Among survey respondents in North America and Western Europe, an astounding 46% of the enterprises where IT professionals worked in 2011 were reported to be offering Macs as an option to employees. That does not mean half of employees are choosing them – right now, Forrester’s respondents say only 7% of those respondents are personally using Mac OS X in their workplace. But that’s a lot more than in previous years, and much closer to the peaks set in the late 1980s when the first Mac adopters realized they needed them for laser printers and “desktop publishing.”
The iPad has become the Mac’s re-launch pad in the enterprise. Even those companies that officially don’t want iPads yet (they may have policies against BYOD) have employees who do. Some 27% of respondents said their enterprises presently support the iPad, with another 31% planning to, and yet another 23% actively campaigning to make them support it.

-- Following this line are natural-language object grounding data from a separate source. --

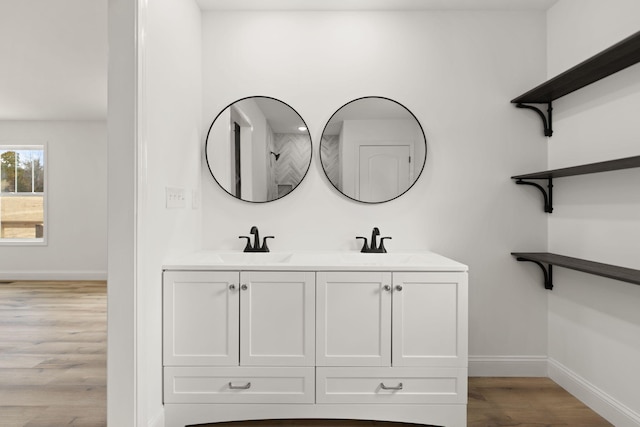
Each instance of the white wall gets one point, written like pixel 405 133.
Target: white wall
pixel 171 152
pixel 457 72
pixel 594 322
pixel 76 228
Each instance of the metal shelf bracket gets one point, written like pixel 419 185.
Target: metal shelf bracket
pixel 547 272
pixel 547 122
pixel 547 194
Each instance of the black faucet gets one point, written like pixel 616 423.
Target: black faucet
pixel 256 241
pixel 374 248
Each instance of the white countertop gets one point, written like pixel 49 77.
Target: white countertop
pixel 314 261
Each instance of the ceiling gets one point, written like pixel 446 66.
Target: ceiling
pixel 375 4
pixel 54 52
pixel 53 59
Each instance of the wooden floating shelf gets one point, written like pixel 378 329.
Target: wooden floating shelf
pixel 605 270
pixel 547 194
pixel 609 61
pixel 611 165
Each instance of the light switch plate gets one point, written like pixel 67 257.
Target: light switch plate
pixel 175 198
pixel 195 199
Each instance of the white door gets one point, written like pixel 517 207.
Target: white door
pixel 430 319
pixel 200 318
pixel 277 318
pixel 384 172
pixel 354 319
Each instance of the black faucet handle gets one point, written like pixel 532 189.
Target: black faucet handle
pixel 265 248
pixel 247 248
pixel 381 247
pixel 365 247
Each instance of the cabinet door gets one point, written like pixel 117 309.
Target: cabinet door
pixel 354 319
pixel 200 318
pixel 430 319
pixel 277 318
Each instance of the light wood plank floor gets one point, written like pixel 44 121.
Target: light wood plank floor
pixel 53 369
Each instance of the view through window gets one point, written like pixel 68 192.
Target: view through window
pixel 22 190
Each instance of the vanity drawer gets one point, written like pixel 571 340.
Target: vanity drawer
pixel 238 385
pixel 391 385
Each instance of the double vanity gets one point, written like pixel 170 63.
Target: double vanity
pixel 341 335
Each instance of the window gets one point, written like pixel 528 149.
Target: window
pixel 22 193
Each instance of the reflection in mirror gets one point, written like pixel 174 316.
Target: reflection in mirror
pixel 373 149
pixel 258 149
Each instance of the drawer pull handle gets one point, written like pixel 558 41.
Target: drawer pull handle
pixel 239 387
pixel 384 387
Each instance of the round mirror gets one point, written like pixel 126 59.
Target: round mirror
pixel 373 149
pixel 258 149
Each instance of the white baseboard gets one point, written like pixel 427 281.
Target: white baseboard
pixel 609 408
pixel 507 366
pixel 53 275
pixel 157 420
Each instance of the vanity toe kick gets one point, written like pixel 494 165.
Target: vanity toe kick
pixel 391 385
pixel 239 385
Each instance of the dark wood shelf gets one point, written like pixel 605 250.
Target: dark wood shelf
pixel 609 61
pixel 605 270
pixel 610 165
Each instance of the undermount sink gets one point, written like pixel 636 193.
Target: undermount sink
pixel 357 259
pixel 238 258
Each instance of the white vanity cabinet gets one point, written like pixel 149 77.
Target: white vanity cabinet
pixel 310 337
pixel 394 337
pixel 220 325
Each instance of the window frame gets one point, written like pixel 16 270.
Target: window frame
pixel 17 145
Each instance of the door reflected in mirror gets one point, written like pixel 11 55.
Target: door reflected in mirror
pixel 258 149
pixel 373 149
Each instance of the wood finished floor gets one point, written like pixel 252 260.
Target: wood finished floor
pixel 53 370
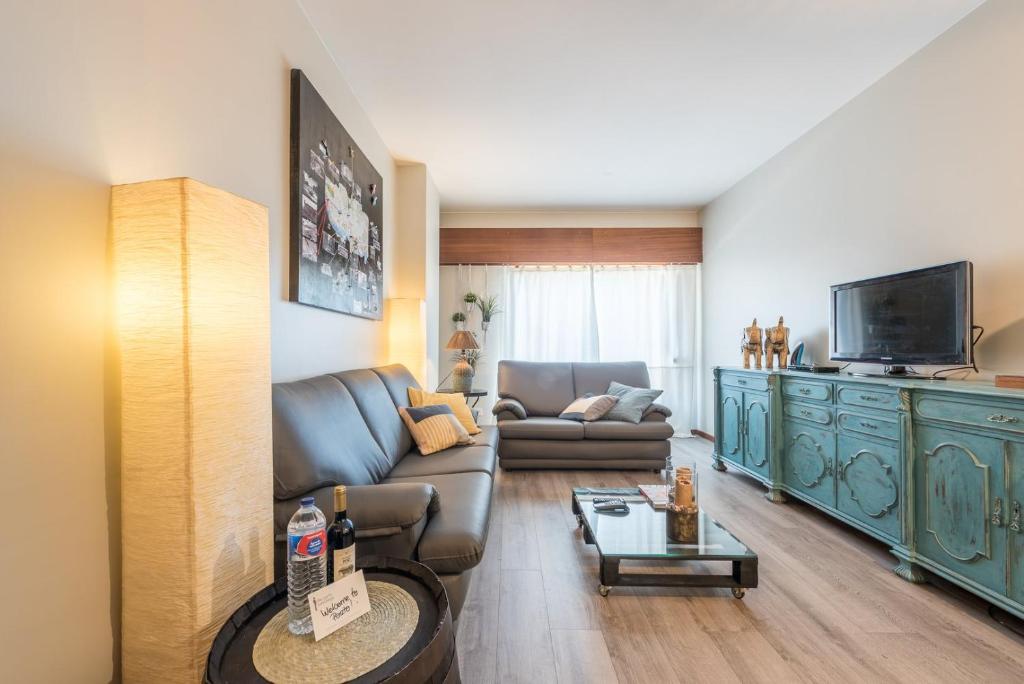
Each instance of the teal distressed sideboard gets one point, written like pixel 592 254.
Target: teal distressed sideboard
pixel 934 469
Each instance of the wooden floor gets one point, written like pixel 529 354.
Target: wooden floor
pixel 827 607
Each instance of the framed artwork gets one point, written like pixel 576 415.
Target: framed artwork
pixel 337 212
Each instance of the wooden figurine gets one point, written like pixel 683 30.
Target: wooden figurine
pixel 752 345
pixel 777 342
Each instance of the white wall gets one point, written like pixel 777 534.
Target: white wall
pixel 96 94
pixel 668 218
pixel 925 167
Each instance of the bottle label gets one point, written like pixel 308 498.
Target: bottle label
pixel 309 546
pixel 344 562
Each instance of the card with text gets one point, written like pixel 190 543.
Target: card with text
pixel 338 604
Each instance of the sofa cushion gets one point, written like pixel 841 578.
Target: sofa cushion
pixel 434 428
pixel 320 438
pixel 633 401
pixel 627 430
pixel 418 397
pixel 595 378
pixel 455 538
pixel 541 428
pixel 545 389
pixel 589 408
pixel 456 460
pixel 379 412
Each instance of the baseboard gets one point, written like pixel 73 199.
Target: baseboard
pixel 702 434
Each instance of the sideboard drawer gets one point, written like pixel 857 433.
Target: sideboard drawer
pixel 858 395
pixel 965 412
pixel 759 383
pixel 871 425
pixel 807 412
pixel 818 391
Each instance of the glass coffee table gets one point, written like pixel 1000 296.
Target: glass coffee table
pixel 640 535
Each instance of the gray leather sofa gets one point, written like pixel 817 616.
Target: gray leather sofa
pixel 531 396
pixel 344 428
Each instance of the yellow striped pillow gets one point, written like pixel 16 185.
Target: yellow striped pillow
pixel 434 428
pixel 458 402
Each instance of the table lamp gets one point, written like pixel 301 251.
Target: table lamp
pixel 462 374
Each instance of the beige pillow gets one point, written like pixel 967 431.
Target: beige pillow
pixel 458 402
pixel 589 408
pixel 434 428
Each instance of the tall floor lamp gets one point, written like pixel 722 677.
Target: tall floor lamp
pixel 190 264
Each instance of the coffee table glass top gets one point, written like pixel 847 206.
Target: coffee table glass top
pixel 641 532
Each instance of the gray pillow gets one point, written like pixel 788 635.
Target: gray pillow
pixel 632 402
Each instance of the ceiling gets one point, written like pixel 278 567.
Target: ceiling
pixel 592 103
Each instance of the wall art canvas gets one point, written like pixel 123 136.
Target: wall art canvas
pixel 337 212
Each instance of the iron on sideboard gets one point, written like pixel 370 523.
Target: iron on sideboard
pixel 934 469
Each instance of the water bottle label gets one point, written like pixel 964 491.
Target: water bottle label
pixel 310 545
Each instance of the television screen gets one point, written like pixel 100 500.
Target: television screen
pixel 922 316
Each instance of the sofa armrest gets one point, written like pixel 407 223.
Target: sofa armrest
pixel 383 510
pixel 656 412
pixel 511 407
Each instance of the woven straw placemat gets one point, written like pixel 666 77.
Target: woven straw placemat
pixel 351 651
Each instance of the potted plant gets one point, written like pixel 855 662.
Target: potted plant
pixel 488 309
pixel 470 299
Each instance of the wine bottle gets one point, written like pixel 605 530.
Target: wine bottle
pixel 340 539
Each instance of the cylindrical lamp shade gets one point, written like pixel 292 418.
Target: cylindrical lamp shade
pixel 192 274
pixel 408 335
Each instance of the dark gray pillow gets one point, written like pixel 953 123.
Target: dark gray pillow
pixel 632 402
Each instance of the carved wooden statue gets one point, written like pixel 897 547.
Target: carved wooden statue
pixel 752 345
pixel 777 342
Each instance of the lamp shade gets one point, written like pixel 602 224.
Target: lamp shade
pixel 190 264
pixel 462 339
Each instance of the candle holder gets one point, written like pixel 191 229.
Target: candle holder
pixel 683 513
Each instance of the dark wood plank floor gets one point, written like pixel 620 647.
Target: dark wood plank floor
pixel 827 608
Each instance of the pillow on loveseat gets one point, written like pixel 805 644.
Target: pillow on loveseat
pixel 632 401
pixel 589 408
pixel 457 400
pixel 434 428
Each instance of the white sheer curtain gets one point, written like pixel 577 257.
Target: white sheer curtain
pixel 587 313
pixel 652 313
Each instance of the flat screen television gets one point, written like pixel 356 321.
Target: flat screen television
pixel 919 317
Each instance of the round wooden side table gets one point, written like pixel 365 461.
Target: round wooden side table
pixel 428 656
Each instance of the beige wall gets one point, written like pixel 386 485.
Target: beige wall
pixel 416 254
pixel 96 94
pixel 669 218
pixel 923 168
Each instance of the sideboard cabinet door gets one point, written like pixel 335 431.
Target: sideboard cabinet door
pixel 809 461
pixel 756 421
pixel 1015 524
pixel 868 486
pixel 732 425
pixel 962 506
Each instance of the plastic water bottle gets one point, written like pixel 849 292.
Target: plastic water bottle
pixel 306 563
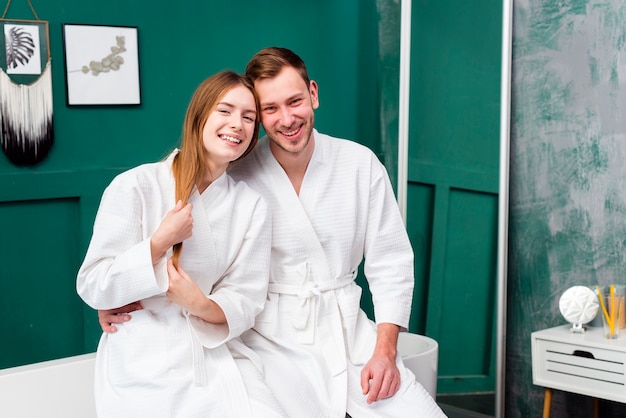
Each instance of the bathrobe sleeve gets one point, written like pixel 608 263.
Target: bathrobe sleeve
pixel 117 268
pixel 242 290
pixel 388 253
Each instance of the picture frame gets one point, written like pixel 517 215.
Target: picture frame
pixel 101 65
pixel 27 49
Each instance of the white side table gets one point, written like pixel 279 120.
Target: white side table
pixel 587 364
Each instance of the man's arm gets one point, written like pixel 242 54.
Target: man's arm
pixel 110 317
pixel 380 378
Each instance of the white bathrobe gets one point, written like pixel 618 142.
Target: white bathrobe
pixel 165 362
pixel 312 336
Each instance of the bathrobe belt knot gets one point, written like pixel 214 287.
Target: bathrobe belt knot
pixel 308 294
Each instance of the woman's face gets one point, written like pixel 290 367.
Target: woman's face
pixel 229 128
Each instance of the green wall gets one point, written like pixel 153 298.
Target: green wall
pixel 46 211
pixel 567 189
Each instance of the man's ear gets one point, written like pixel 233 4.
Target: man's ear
pixel 313 91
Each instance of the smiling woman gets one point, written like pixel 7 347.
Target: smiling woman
pixel 203 296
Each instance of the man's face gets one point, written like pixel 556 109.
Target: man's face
pixel 287 109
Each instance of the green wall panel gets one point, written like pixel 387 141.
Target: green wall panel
pixel 38 250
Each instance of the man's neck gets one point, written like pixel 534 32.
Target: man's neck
pixel 294 164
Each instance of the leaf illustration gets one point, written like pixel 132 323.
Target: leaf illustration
pixel 19 46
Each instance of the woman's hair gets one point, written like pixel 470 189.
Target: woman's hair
pixel 190 163
pixel 268 62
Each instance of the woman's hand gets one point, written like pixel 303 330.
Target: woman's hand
pixel 176 227
pixel 186 293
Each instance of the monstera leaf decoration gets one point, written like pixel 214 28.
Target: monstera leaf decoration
pixel 20 47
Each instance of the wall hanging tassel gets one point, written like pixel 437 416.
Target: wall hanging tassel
pixel 26 118
pixel 26 133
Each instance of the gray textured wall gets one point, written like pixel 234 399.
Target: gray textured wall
pixel 568 195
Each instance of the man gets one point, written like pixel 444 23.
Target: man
pixel 332 205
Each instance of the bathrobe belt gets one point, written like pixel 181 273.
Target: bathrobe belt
pixel 197 351
pixel 308 294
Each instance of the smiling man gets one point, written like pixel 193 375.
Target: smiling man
pixel 332 206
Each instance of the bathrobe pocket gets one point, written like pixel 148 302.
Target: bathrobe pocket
pixel 138 350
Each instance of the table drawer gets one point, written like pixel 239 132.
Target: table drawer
pixel 580 369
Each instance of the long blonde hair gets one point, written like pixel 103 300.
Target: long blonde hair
pixel 190 163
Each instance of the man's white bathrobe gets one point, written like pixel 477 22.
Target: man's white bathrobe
pixel 165 362
pixel 312 336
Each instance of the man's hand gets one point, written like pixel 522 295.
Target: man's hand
pixel 380 378
pixel 108 318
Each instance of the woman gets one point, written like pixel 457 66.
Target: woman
pixel 181 355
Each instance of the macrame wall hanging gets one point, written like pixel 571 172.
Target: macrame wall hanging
pixel 25 89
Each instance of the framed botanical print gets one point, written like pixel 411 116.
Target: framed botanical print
pixel 101 65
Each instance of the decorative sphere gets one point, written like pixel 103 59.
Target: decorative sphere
pixel 579 304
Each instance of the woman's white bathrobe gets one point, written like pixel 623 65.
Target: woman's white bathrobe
pixel 312 321
pixel 165 362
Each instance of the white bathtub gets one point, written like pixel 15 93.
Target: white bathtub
pixel 420 354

That’s important, because while 46% of enterprises offer Macs, only 30% of them support Macs – and that’s a big difference. The hurdle for enterprises wanting to adopt, and maybe even embrace, the Apple brand is integrating them into the network.
One more factor playing into the Mac’s enterprise success, astonishingly… is Android. It’s a strange, backward chain of events that Forrester’s research indicates begins with the inconsistency of that platform – something which the latest version 4.0.x, Ice Cream Sandwich, hopes to eradicate if only it weren’t just one of the fragments in its own right.
As the Forrester report’s principal author, Frank E. Gillett, writes, “Google’s Android platform is selling very well with consumers for smartphones, but the wide variety of devices, features, and software support, plus inconsistency of support for OS upgrades, is fragmenting the Android ecosystem. Meanwhile, Google has yet to dent the iPad’s dominant tablet position, while Amazon’s popular new Android-based Kindle Fire tablet bypasses Google’s app store, Android Market, altogether. In PCs, Google’s Chromebook initiative to replace Windows PCs will take years to gain traction. By comparison, Apple has solid offerings in all three categories, keeps a limited but still highly desired range of models, and creates great consistency and upgradeability across the devices, characteristics that are very attractive to enterprise buyers. Forrester hears from CIOs that they feel protected by Apple’s brand and app store strategy in a way that they don’t with Android products.”